I
Un día de la primavera de 1942, una llamada telefónica urgente me convocó a Londres. Debía ir a un apartamento en el edificio Albany –su propietario era el excéntrico sir William Stone, también conocido como el Caballero de Piccadilly– donde miembros prósperos del Parlamento y escritores como Graham Green alquilaban viviendas temporarias. Allí me encontré con Pyke, una figura adusta, de rostro cetrino, mejillas demacradas, ojos fogosos y una barbita canosa, perdido en medio de pilas de libros, periódicos, revistas y colillas de cigarrillos esparcidas sobre los escasos muebles. Parecía un agente secreto de una película de espías, y me dio la bienvenida con un aire de misterio e importancia, diciéndome con voz gentil y persuasiva que actuaba en representación de lord Louis Mountbatten, que entonces era el jefe de Operaciones Combinadas, para pedir mi consejo sobre excavaciones en glaciares.

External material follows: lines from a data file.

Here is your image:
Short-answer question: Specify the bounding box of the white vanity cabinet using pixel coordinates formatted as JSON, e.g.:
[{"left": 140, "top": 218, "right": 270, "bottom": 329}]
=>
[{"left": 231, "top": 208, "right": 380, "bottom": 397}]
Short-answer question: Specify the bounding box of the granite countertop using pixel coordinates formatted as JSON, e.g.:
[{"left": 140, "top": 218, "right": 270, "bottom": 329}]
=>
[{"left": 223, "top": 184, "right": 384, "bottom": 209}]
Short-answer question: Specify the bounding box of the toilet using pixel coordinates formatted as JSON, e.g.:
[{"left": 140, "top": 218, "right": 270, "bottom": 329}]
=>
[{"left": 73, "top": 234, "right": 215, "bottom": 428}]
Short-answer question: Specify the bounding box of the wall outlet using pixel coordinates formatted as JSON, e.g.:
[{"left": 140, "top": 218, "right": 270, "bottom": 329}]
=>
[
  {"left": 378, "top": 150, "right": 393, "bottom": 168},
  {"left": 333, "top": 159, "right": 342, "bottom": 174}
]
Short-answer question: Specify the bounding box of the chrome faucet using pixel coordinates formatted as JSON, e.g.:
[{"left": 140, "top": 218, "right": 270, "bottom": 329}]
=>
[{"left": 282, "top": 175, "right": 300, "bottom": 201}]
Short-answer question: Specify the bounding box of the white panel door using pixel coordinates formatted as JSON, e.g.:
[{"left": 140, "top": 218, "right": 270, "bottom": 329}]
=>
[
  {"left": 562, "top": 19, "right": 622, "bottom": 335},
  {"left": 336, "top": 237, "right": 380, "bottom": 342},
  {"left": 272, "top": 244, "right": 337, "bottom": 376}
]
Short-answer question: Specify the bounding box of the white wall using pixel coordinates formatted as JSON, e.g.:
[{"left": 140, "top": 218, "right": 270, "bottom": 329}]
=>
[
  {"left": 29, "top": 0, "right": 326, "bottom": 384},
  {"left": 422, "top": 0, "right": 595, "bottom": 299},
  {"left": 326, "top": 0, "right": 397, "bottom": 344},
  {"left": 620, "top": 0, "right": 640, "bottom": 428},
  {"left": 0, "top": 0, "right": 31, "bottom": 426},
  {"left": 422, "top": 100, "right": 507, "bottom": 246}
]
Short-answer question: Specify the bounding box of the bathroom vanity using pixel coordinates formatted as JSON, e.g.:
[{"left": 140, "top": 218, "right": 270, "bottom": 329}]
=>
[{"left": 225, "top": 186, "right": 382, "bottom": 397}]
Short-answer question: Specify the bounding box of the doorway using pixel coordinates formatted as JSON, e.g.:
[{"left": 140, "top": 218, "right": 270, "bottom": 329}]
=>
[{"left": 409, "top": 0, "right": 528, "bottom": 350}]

Pasaron seis meses antes de que Pyke me llamara nuevamente. Esta vez, como si quisiera probarme, me recibió con una retahíla de frases enigmáticas y luego me dijo, como un gran hombre que confiara un secreto a otro, que precisaba mi ayuda para el proyecto más importante de la guerra, un proyecto del que sólo estaban enterados él mismo y nuestro amigo común John Desmond Bernal. Cuando le pregunté de qué se trataba, me aseguró que deseaba poder decírmelo, a mí, un amigo que había entendido y apreciado sus ideas desde el principio, pero que había prometido no revelar nada, en caso de que se enterara el enemigo, o aun peor, esa colección de inútiles en quienes Churchill tenía que confiar para la conducción de la guerra.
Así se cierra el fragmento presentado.